MIT Autism research - Reversal of symptoms?

Discussion in 'General Parenting' started by witzend, Jun 27, 2007.

  1. witzend

    witzend Well-Known Member

    MIT Autism Research

    I heard this on the news today - a whole two sentences that didn't make any sense. This report is being released today. Of course it's just in the developmental stages, but it certainly seems to be promising. I don't know of any parent or caregiver who wouldn't want something that could reverse the symptoms of autism no matter how long it took or how old their child was.

    Thought you would all like to see this one.
     
  2. Liahona

    Liahona Active Member

    Thanks that was interesting.
     
  3. SRL

    SRL Active Member

    Thanks for the article. Interestingly enough, curing Autism is a *highly* controversial topic. Part of the reason is that not everything about Autism is negative and in fact some of it is very positive: many brilliant minds come wired up with Autism Spectrum Disorders (ASD) or ASDlike traits and have made significant contributions to the world in many fields.

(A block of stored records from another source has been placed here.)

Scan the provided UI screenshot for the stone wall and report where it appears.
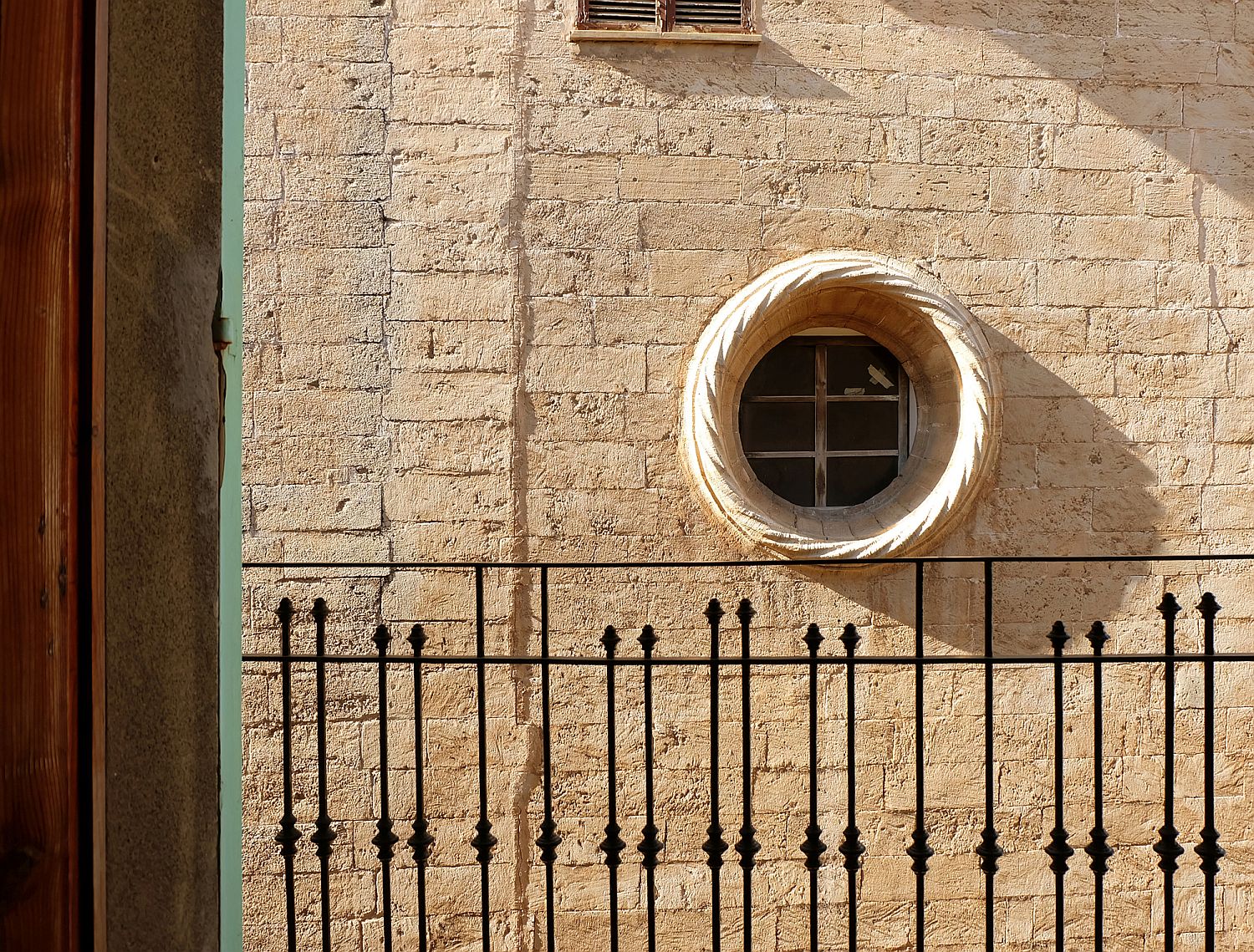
[243,0,1254,950]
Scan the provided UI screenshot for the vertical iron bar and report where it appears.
[370,624,399,952]
[1154,592,1184,952]
[405,624,436,952]
[701,598,727,952]
[639,624,662,952]
[1045,621,1076,952]
[275,598,301,952]
[840,624,867,952]
[1194,592,1226,952]
[1085,621,1115,952]
[976,559,1002,952]
[737,598,762,952]
[601,624,627,952]
[310,598,336,952]
[536,566,562,952]
[900,562,935,952]
[471,566,497,952]
[802,624,828,952]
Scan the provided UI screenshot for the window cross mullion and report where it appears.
[814,344,828,506]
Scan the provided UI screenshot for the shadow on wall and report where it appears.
[566,0,1254,211]
[885,0,1254,211]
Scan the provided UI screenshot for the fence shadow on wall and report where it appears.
[245,557,1254,949]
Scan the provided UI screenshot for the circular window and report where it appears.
[740,328,910,509]
[681,252,1000,567]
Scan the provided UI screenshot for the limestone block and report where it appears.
[275,108,384,155]
[243,110,275,155]
[384,221,512,273]
[640,203,762,251]
[855,24,981,74]
[1201,486,1254,529]
[869,165,988,211]
[935,212,1053,260]
[278,248,391,295]
[978,30,1105,79]
[389,73,511,125]
[283,14,385,63]
[592,298,714,345]
[740,162,867,208]
[1105,37,1219,83]
[1053,125,1166,171]
[384,473,509,522]
[528,441,645,489]
[383,371,513,421]
[389,0,517,27]
[1078,77,1184,127]
[278,202,384,247]
[649,251,749,298]
[1216,40,1254,85]
[657,108,785,160]
[253,390,380,436]
[388,122,509,161]
[531,105,659,155]
[955,77,1078,123]
[784,113,870,162]
[523,199,642,251]
[940,258,1036,305]
[388,321,514,373]
[990,168,1140,215]
[905,77,953,120]
[1119,0,1234,40]
[243,155,283,202]
[527,248,634,296]
[248,62,391,109]
[619,155,740,202]
[281,344,391,390]
[1037,261,1155,308]
[393,420,511,476]
[524,345,645,394]
[275,295,384,344]
[252,483,381,531]
[527,153,619,202]
[282,155,391,202]
[1053,214,1174,261]
[755,204,935,257]
[920,120,1028,167]
[388,272,512,321]
[245,12,283,63]
[388,24,513,77]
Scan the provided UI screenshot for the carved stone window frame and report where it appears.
[681,251,1001,558]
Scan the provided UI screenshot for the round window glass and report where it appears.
[740,328,910,509]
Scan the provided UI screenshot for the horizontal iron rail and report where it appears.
[243,651,1254,667]
[242,553,1254,571]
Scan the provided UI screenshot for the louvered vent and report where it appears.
[587,0,657,25]
[675,0,742,28]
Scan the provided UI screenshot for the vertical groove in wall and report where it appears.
[504,0,543,935]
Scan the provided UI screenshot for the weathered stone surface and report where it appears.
[243,0,1254,952]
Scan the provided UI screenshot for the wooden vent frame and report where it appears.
[576,0,754,39]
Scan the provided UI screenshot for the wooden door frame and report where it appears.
[0,0,107,950]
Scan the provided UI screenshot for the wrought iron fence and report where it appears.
[243,556,1254,952]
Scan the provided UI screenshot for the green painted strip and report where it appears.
[218,0,245,952]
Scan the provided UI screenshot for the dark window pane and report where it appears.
[828,400,900,453]
[828,344,900,396]
[828,456,897,506]
[745,341,814,396]
[740,400,818,453]
[749,458,814,506]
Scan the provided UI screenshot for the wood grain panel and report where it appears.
[0,0,90,949]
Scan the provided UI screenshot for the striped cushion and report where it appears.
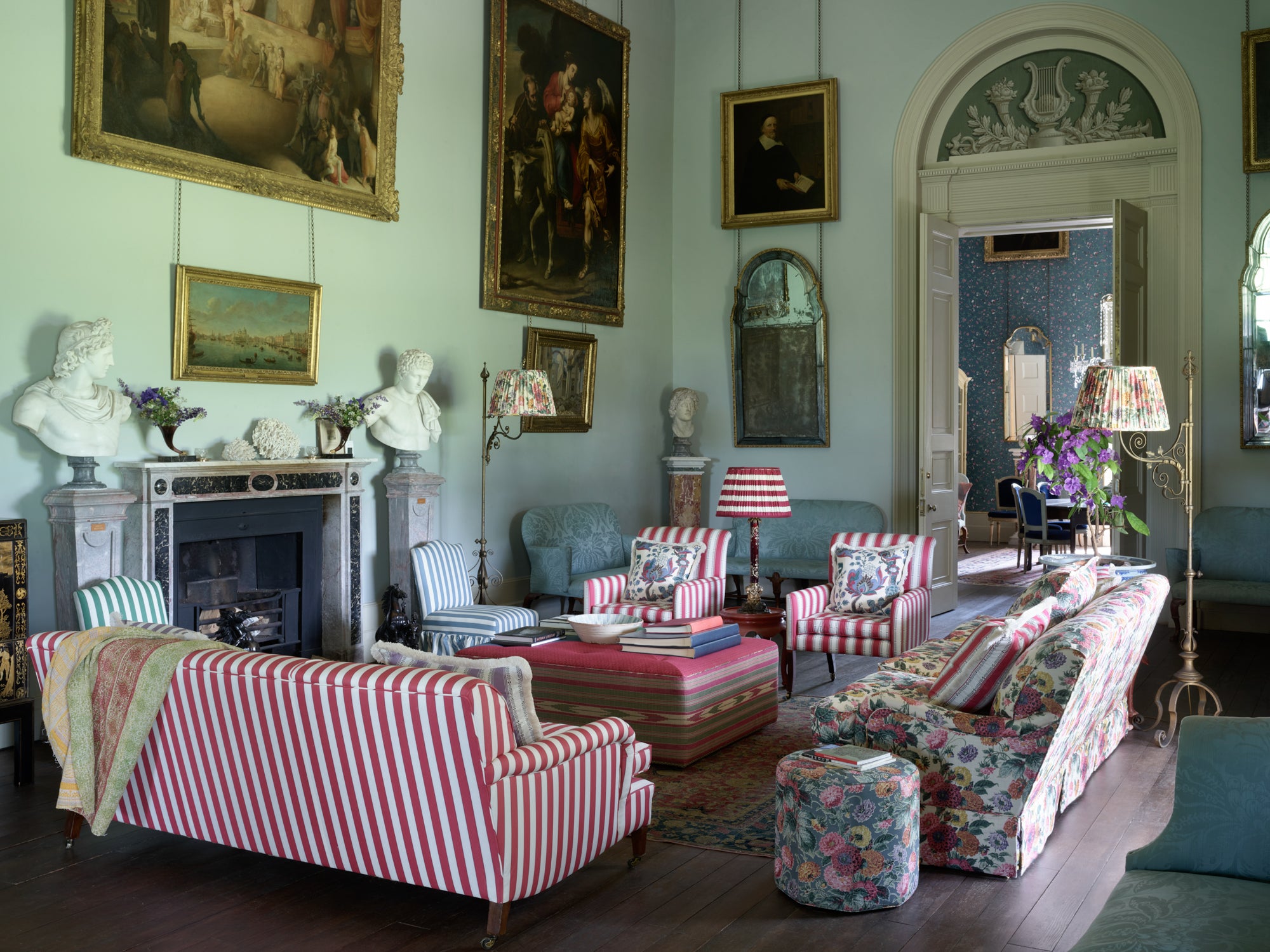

    And as for parents wanting something to reverse symptoms, if you hang out on any forum with adults with Asperger's, many are actually relieved if their children wind up having AS as well because they at least feel they stand a chance at understanding them better.

    This will be interesting to watch--thanks.
     
  4. Hound dog

    Hound dog Nana's are Beautiful

    Interesting article.

    I dunno about anyone else, but I think of autism as more of a neurological condition than it being mental illness.

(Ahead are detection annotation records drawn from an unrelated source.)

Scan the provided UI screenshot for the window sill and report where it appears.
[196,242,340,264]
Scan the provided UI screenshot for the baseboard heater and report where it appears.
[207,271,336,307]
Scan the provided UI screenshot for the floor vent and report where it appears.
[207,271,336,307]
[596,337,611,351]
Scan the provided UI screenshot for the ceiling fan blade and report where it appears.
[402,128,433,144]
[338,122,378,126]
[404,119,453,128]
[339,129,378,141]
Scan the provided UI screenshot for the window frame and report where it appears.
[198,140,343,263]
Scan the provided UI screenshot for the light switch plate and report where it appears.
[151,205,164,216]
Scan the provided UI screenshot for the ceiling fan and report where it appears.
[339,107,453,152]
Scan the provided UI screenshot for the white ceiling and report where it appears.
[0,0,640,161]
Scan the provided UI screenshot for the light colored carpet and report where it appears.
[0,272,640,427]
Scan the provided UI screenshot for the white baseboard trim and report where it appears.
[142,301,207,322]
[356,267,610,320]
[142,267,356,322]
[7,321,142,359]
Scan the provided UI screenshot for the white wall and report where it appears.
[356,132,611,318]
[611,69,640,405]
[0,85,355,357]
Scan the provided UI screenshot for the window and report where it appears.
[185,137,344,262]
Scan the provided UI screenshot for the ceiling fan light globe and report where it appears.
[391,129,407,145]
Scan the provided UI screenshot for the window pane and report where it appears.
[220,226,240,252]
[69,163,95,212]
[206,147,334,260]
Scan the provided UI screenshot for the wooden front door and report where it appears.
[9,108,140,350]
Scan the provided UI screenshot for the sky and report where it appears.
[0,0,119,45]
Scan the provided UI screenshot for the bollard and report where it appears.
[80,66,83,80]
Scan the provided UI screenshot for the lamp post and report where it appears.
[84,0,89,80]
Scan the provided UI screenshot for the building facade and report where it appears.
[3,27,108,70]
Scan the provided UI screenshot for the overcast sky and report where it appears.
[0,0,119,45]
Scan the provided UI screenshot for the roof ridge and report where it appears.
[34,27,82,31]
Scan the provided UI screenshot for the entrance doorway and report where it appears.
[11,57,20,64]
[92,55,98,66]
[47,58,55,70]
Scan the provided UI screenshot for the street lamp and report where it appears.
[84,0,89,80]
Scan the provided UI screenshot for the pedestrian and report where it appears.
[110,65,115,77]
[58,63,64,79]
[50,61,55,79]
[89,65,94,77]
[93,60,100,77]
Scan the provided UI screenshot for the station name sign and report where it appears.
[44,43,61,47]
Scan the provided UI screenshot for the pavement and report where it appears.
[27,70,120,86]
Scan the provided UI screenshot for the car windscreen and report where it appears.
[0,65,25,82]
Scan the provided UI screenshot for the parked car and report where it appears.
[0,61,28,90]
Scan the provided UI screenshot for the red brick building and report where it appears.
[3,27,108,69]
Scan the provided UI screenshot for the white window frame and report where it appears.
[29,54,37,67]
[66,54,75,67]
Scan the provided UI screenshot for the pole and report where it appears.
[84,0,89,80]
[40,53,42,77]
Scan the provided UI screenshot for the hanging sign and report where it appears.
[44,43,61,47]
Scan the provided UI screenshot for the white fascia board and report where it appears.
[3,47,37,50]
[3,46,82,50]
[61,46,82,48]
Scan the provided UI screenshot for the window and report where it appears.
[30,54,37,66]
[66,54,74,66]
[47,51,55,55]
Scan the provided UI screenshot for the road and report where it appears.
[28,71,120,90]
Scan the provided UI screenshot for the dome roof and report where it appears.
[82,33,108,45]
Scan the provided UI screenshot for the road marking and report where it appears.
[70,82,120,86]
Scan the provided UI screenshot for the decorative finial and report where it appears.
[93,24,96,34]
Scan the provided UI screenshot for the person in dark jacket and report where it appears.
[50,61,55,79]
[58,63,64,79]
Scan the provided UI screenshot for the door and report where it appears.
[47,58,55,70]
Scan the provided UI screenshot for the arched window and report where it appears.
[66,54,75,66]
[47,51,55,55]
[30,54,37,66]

    It would be nice to be able to have a reversal of symptoms. But Travis had a lifetime of consistant parenting that also worked alot on his symptoms and if I'm honest with myself..... I've seen no real change in his symptoms over the years. Just an autistic child who has aged and matured. He is still far behind his peers, and at this point I doubt he will ever catch up.

    SRL

    I also get tired of hearing mostly negatives when it comes to autism. One reason I liked Travis' neuro so much is because the first thing he did after giving us the diagnosis was to tell us all of the positvie things he'd experienced with patients with the disorder.

    Travis can make a computer sit up and beg. He is currently running 2 web servers off his computer here and hosts tons of sites. (and that's not all) He can pick up any wind instrument and play it beautifully. There is no one more giving, loving, and loyal than Travis. He can't do simple math, but throw him the really complicated stuff and he's in heaven.

    Even though Travis has Pervasive Developmental Disorder (PDD), the positives seem to outweigh the negatives.
     
  5. SRL

    SRL Active Member

    Whenever the topic comes up on autism forums along the lines of "should we have more kids given the genetic tendencies" or "would you change it if you could", the tide seems to have shifted fairly far in the direction that many wouldn't feel comfortable admitting it. But I always wonder if offered a magic pill, how many of those same parents would go for it to relieve their children some of the negatives. I have no idea, but I do know it's become very unpopular in some circles to admit it!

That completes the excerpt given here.